岩櫃城を横切る草津裏街道(真田道)NO1

 本日は、岩櫃城の城内を通る草津裏街道を紹介します。江戸時代以前の街道の検証から、持論を交え解説致します。まずは、現在畑地となる新井地区から殿屋敷手前までを見ていきましょう。

新井地区の中央を突っ切る通路

 岩櫃城の一番東に位置している新井地区、その中央にある旧街道の跡です。国道145号線の新井信号のあたりより、上に登ります。そしてその街道を上っていくと、新井地区の中央を突っ切る形となります。
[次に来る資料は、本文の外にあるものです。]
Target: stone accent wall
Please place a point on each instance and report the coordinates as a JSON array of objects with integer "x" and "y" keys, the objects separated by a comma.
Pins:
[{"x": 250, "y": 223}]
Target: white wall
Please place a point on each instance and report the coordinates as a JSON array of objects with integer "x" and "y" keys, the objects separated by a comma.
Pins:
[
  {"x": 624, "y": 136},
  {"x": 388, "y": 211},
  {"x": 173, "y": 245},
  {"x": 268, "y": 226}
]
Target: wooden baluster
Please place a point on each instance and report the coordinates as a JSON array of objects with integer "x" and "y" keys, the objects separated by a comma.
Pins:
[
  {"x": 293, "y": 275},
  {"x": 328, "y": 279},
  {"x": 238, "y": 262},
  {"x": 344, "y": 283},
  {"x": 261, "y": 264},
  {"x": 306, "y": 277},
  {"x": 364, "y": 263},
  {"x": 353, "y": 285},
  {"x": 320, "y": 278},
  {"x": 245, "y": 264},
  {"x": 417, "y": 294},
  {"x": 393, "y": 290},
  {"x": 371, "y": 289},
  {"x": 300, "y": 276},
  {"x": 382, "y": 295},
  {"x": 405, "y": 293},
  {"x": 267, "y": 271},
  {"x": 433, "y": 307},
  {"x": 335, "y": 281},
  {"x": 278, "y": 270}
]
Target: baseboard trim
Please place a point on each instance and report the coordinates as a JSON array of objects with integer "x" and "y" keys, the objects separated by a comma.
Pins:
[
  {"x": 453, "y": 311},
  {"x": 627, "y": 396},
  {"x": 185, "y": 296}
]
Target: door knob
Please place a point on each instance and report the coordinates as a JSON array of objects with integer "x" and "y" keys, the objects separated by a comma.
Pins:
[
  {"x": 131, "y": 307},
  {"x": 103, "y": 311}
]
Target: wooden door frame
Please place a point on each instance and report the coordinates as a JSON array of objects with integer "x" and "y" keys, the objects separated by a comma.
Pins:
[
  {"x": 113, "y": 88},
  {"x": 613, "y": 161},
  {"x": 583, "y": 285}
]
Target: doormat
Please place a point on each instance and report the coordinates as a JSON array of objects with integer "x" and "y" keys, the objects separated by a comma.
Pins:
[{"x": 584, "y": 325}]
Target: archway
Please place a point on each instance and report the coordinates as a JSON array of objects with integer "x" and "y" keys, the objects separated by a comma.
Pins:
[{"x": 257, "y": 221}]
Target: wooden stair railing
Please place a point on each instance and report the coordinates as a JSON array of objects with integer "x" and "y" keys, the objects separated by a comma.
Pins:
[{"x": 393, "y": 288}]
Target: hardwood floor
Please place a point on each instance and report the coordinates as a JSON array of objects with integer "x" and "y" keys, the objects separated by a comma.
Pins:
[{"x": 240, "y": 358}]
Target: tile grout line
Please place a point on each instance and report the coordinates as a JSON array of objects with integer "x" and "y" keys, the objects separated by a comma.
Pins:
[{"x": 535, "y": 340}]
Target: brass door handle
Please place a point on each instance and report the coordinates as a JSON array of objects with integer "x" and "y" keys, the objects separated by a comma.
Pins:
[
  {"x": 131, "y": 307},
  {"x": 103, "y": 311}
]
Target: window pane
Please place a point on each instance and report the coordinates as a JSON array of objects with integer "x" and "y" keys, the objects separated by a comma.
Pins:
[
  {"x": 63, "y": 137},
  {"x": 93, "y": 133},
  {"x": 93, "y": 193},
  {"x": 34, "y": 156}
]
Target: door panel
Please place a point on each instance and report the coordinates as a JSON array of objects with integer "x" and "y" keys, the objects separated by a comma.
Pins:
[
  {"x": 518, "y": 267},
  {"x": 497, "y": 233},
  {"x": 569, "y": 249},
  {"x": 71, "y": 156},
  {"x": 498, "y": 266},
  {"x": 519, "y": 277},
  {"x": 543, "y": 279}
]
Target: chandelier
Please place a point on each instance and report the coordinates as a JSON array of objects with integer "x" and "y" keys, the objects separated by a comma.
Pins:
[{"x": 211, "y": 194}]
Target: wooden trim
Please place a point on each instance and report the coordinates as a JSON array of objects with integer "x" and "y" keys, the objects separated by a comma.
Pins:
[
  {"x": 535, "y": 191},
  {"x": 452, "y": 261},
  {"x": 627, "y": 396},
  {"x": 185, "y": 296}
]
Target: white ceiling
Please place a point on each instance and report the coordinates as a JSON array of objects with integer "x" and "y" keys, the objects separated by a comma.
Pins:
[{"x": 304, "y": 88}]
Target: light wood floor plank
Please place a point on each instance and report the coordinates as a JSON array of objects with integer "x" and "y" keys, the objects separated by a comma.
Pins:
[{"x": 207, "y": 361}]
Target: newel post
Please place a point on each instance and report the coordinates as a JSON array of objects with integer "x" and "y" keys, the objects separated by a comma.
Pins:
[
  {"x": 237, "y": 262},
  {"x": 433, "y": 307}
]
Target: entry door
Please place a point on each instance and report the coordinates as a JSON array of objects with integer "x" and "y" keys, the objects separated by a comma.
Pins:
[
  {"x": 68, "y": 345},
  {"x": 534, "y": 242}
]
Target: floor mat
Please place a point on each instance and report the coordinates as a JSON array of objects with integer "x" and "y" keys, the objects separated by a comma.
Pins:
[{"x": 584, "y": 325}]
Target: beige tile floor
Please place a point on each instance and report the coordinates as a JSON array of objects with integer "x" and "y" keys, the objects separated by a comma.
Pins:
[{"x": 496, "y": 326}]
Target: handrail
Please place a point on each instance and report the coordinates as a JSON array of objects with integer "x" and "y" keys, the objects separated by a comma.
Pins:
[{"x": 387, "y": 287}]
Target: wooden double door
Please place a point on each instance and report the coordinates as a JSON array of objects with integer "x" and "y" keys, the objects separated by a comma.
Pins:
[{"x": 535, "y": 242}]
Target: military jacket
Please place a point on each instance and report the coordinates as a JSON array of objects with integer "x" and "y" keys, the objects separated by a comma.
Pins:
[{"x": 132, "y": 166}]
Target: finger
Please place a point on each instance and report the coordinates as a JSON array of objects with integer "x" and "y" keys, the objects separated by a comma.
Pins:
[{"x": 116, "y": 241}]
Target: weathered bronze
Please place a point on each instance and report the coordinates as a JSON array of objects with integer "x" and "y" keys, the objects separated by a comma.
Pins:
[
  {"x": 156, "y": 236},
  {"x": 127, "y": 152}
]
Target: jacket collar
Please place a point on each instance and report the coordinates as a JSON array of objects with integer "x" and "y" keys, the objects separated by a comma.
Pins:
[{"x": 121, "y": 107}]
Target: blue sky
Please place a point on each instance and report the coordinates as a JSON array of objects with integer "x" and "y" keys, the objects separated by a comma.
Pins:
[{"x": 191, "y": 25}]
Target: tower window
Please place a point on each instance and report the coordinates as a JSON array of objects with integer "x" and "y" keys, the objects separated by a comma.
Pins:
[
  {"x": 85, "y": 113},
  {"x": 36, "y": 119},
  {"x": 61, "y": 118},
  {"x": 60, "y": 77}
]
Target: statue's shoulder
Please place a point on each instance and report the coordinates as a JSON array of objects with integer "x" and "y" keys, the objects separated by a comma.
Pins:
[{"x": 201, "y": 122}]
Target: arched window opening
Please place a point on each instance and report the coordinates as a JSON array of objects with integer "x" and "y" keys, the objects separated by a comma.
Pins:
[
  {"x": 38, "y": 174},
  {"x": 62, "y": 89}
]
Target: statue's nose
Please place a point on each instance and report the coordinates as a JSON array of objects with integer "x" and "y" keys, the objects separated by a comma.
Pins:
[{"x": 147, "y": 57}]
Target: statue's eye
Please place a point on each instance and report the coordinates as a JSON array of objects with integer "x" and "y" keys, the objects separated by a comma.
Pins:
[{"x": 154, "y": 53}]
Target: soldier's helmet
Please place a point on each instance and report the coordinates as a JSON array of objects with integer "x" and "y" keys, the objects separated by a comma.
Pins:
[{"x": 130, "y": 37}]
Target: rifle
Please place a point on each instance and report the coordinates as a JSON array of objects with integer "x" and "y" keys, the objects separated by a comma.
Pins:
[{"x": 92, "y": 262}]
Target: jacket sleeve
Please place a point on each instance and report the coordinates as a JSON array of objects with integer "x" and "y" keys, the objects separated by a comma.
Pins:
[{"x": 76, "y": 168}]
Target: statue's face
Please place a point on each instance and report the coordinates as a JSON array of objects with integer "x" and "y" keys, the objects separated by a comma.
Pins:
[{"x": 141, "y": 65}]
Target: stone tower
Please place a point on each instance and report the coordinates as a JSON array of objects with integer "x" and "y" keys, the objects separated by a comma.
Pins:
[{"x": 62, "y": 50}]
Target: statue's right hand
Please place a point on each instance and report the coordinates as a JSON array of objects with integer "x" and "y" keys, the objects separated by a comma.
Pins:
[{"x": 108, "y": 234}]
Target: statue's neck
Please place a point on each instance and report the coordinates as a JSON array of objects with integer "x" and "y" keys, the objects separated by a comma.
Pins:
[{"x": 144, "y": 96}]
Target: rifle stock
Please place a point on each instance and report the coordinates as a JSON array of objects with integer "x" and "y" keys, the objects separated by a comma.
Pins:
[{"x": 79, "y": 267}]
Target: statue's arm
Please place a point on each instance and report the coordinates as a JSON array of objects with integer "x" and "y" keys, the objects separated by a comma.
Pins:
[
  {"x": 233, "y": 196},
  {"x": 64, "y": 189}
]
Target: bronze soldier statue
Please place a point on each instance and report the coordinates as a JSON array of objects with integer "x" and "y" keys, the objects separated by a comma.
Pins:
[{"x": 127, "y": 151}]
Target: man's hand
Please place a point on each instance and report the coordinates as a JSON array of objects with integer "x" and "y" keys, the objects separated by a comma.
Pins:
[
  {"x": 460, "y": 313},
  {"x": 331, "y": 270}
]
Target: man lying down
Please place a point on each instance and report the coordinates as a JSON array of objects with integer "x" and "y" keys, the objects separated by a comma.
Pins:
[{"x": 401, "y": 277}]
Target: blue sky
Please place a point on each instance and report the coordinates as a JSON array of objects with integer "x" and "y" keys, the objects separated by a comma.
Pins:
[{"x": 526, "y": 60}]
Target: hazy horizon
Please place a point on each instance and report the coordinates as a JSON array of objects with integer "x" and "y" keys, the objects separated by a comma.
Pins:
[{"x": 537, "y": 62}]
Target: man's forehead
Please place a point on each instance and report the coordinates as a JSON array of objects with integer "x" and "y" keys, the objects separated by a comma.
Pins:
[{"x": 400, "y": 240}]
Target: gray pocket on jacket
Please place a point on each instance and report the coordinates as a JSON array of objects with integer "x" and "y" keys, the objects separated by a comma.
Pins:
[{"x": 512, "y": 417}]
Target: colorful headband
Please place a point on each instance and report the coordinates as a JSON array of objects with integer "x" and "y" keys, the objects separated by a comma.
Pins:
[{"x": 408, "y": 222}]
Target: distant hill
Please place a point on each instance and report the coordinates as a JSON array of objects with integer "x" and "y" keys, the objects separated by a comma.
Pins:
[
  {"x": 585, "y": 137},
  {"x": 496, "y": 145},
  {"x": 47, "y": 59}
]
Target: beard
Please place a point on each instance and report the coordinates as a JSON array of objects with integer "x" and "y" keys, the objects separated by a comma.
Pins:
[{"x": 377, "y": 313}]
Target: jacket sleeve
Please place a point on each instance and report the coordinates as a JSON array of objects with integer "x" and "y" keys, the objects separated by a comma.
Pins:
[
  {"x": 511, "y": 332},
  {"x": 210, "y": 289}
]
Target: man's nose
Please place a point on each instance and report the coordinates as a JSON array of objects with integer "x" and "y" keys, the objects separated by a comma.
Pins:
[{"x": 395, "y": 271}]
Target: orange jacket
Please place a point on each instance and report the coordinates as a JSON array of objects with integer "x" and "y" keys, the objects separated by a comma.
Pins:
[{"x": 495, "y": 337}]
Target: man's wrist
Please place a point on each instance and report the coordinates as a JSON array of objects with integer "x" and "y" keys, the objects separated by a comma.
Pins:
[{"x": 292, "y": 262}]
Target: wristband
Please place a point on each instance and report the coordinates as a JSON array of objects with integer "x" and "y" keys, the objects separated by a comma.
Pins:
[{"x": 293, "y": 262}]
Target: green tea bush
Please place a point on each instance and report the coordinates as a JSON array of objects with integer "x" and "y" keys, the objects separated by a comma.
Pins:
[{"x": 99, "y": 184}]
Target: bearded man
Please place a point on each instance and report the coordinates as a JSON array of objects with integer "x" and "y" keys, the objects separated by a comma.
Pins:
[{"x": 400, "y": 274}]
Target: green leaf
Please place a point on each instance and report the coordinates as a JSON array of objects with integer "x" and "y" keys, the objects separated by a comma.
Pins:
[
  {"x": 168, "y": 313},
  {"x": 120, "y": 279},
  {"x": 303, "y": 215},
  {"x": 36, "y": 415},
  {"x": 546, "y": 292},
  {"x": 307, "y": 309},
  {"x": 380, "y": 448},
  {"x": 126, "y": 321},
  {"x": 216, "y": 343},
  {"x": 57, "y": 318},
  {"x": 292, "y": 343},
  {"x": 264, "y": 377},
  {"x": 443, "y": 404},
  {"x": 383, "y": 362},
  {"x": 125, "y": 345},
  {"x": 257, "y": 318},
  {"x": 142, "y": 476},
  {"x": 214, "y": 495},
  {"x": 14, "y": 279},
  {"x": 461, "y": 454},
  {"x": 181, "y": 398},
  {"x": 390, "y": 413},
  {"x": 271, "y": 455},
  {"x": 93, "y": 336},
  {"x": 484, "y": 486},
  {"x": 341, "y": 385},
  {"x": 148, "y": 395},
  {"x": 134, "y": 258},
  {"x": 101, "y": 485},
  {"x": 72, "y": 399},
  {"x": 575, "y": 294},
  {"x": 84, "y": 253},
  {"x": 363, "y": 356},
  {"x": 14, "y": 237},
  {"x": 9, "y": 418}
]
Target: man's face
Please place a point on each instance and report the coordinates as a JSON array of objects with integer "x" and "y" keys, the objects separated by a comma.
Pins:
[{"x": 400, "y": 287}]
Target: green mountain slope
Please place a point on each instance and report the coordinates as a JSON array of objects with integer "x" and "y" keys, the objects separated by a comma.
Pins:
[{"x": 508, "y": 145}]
両側が曲輪となり、この街道を登ってくる敵に対して両側から攻撃できるように縄張されている。

現在、街道と言われているところ

 

 ここは、現在のバンショウ坂と言われているところです。この写真の石の杭が、岩櫃山登山道の一合目。ここは堀の跡で、新井地区の東側を南北に走る堀切です。その左側に続く道は、昭和10年に原町発電所貯水池工事用の道路として作られたものです。おそらく途中まで堀を利用して作られたのだと思います。岩櫃城がありし頃、ここは堀として南北に切られていたものだと思います。

東の木戸に向かう虎口

 小さな鉄塔に登る道の途中に、この虎口があります。鉄塔の工事で地形が、大分変わっていますがここがバンショウ坂の入り口であったのでは無いでしょうか。この笹藪の中は、平らなところが続いています。この地点は、新井地区の中央を通ってきて直角の曲がったところにあります。ここで直角に曲がることにより、横矢が掛かっています。まさに城の造りです。

東の木戸字番所の手前

 上の写真は堀切の跡、下の写真は旧街道跡です。ここは平成27年度発掘調査で薬研堀、街道の跡がでています。この薬研堀は、埋められた形跡が見られたのでそれは、岩櫃城廃城の時に埋められた者だと考えて良いと思います。下の写真の街道跡は、三層の踏み固められた地層が発掘調査の結果確認できました。つまり、その時代時代での街道の跡と捉えてよろしいかと思います。

東の木戸手前の馬頭観音

 この写真、中央部に石が見えるのが馬頭観音。現在の道より、大分高い位置にあります。この笹藪の中に分け入ると、平らなところがあり前の発掘調査で発見された街道跡にたどり着きます。現地を確認すれば、今より大分高い位置だというのが分かると思います。現在のバンショウ坂が、大分掘り下げられているのが分かると思います。ここより貯水池東に取り付き、東の木戸となります。

 今回は、新井地区から東の木戸までの街道を確認紹介いたしました。次回は、東の木戸から橋台跡まで紹介します。